You can see them in the forefront during fiesta, birthday, anniversary, Christmas, New Year or just an afternoon get together with your family and friends.
These kakanins are usually made with, or containing any, or combination of coconut milk, rice flour, glutinous rice, cassava, and sugar.
Here in Chef Impling’s kitchen, we’ve put together some of our favorite kakanin for you to enjoy.
Our best seller is Chef Impling’s Latik. This is a rice cake served with latik sauce. The latik is not the usual rice curd but a caramelized coconut sauce. This is called “banyar” in the local terminology, which means “to bathe”. The soft and sticky rice cake bathes in the caramelized coconut banyar which gives it the Elite taste of tradition.
Our next native delicacy is the Chef Impling’s Ibos. This is a sticky rice roll usually paired with white sugar. Banyar is also a common partner when eating Ibos for it gives the right amount of sweetness to the Ibos. The perfect pair though would be the local chocolate drink called Tabrilla. This is a drink made from the cacao fruit locally grown in the Happy Island.
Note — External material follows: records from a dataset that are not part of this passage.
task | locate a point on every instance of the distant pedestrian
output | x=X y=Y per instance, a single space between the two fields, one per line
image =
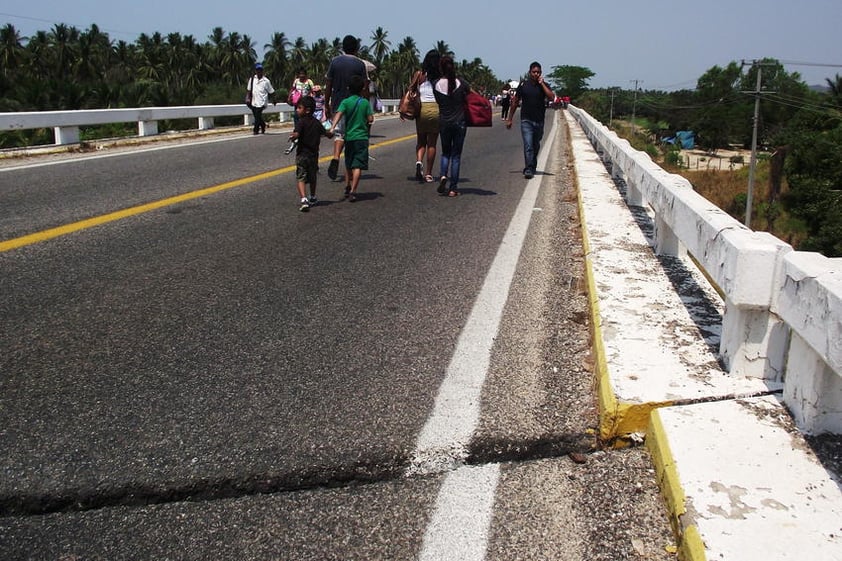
x=259 y=89
x=531 y=95
x=358 y=118
x=506 y=102
x=450 y=94
x=341 y=70
x=301 y=86
x=307 y=133
x=319 y=98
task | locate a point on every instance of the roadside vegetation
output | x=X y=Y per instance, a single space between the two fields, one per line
x=798 y=186
x=67 y=68
x=797 y=192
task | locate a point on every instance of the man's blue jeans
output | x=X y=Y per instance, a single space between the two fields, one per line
x=532 y=133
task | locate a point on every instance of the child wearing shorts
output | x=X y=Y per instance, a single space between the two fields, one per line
x=308 y=134
x=358 y=119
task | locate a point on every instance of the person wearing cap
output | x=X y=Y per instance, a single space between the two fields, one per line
x=260 y=89
x=339 y=73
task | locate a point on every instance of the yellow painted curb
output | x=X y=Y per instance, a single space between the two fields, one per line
x=617 y=419
x=691 y=547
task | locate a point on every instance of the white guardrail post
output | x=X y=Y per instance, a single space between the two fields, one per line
x=66 y=124
x=783 y=308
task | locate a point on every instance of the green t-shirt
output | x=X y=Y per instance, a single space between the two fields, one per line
x=355 y=110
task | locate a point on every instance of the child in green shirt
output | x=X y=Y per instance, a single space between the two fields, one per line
x=358 y=119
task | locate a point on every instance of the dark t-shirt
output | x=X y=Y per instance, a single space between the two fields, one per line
x=310 y=132
x=339 y=74
x=532 y=100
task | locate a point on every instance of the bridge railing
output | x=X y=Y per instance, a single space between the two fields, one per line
x=783 y=308
x=66 y=124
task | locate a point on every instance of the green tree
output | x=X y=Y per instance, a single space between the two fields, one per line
x=380 y=45
x=570 y=80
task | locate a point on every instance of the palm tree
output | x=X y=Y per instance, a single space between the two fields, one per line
x=443 y=49
x=320 y=55
x=64 y=43
x=835 y=86
x=12 y=53
x=380 y=45
x=275 y=57
x=298 y=55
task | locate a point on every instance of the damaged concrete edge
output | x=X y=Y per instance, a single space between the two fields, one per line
x=617 y=420
x=690 y=543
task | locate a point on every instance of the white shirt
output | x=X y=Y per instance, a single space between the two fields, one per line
x=260 y=90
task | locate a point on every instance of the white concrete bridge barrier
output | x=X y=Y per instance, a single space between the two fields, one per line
x=782 y=319
x=66 y=124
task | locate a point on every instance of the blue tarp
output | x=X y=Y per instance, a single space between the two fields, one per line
x=685 y=139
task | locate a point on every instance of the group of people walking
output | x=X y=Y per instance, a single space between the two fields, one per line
x=442 y=114
x=346 y=116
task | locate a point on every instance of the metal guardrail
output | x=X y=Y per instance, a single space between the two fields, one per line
x=66 y=124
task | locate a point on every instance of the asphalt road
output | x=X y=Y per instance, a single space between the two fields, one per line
x=192 y=369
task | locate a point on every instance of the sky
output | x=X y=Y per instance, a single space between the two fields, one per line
x=654 y=44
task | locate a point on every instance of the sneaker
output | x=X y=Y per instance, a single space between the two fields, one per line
x=333 y=168
x=442 y=185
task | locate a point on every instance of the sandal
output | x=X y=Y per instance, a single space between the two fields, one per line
x=442 y=185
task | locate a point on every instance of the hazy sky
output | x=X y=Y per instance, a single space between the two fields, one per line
x=663 y=44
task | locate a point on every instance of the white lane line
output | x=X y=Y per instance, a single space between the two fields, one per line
x=443 y=442
x=462 y=519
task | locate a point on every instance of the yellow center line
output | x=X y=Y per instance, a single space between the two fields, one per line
x=51 y=233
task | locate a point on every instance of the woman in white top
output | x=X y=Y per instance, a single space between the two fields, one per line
x=427 y=123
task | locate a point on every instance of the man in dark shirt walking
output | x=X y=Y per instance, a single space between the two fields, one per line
x=339 y=73
x=531 y=95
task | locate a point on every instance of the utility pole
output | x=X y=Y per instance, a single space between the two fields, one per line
x=753 y=160
x=634 y=104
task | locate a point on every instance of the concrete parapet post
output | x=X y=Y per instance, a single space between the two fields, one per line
x=66 y=135
x=812 y=390
x=810 y=302
x=147 y=128
x=746 y=266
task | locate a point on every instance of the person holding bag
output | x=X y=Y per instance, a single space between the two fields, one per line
x=450 y=93
x=427 y=121
x=259 y=89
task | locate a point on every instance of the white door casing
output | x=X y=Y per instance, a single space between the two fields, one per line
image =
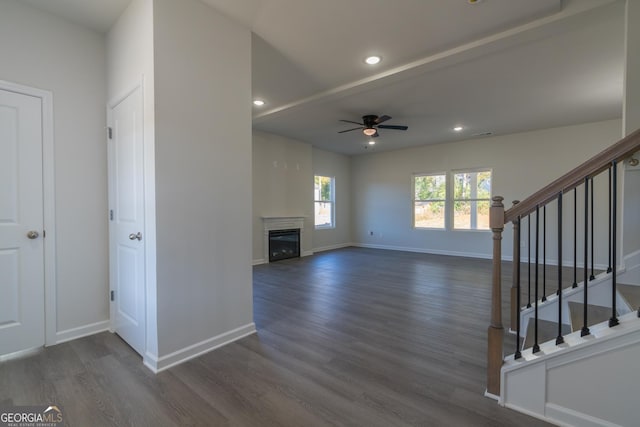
x=126 y=224
x=22 y=303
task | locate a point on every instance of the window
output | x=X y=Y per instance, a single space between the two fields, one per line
x=471 y=200
x=429 y=201
x=323 y=195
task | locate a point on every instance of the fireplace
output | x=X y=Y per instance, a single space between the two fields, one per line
x=286 y=233
x=284 y=244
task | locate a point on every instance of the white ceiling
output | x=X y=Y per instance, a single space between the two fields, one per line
x=498 y=66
Our next product is Chef Impling’s Pinangat. This is not a kakanin but also a local favorite dish enjoyed during special occasions or served whenever we are entertaining guests. Our Pinangat is different from the others because we combine coconut meat with the local fresh water shrimp called Igatan. These shrimps can be found in the river in one of our local towns here in the happy island.
Chef Impling’s Tilmok, in local terminology, means “tumok” or crushed. This dish is named Tilmok because it’s a combination of crushed Igatan shrimp and coconut meat. The sweetness of the coconut meat compliments the Igatan shrimp’s subtle saltiness. This combination makes this dish melt in your mouth.
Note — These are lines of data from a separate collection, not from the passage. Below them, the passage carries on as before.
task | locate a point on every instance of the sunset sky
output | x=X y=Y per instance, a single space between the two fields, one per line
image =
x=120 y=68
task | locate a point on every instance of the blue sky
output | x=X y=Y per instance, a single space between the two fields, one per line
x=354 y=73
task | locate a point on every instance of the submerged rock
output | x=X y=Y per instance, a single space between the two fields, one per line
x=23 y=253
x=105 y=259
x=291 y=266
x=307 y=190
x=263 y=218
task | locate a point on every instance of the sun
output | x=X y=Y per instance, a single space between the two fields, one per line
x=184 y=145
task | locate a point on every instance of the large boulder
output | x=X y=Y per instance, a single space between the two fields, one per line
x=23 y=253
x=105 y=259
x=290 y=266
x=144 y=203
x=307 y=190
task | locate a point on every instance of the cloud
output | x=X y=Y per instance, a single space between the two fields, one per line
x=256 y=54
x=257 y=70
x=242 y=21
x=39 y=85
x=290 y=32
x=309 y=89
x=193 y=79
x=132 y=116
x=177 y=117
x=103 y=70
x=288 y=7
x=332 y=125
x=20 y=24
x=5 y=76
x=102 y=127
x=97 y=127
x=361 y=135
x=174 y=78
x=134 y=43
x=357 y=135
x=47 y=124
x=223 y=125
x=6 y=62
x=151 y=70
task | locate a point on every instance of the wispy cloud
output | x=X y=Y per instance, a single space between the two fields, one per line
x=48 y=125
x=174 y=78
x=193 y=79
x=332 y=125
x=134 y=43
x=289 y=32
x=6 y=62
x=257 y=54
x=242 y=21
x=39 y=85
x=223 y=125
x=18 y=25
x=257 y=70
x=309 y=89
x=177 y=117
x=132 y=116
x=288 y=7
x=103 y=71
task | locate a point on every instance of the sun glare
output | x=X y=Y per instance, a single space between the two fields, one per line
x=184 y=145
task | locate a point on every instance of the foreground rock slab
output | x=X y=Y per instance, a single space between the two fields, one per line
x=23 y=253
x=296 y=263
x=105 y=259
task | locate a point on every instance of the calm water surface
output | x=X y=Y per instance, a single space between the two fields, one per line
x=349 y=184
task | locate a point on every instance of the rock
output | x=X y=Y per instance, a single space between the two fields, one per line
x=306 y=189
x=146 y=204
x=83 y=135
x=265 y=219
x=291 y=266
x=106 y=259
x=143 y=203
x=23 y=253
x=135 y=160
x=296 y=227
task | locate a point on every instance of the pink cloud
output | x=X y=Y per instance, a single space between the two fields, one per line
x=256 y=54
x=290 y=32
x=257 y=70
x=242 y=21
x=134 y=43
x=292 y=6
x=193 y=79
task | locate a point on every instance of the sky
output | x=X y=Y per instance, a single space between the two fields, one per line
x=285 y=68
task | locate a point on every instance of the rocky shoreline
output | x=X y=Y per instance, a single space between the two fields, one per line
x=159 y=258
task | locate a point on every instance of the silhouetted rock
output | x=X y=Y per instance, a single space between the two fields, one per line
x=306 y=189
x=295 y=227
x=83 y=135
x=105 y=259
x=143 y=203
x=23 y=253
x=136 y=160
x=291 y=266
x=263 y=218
Our Last product is Chef Impling’s Suka or coconut vinegar. We Filipinos love our dips so much that our meal is incomplete without them. Our suka is not made from the coconut sap but from the coconut water itself. The incorporation of the “mother vinegar” makes our vinegar’s acidity within the range of the apple cider. It’s not too acidic so we can enjoy dipping without worrying too much about upsetting our stomach and get acid refluxes.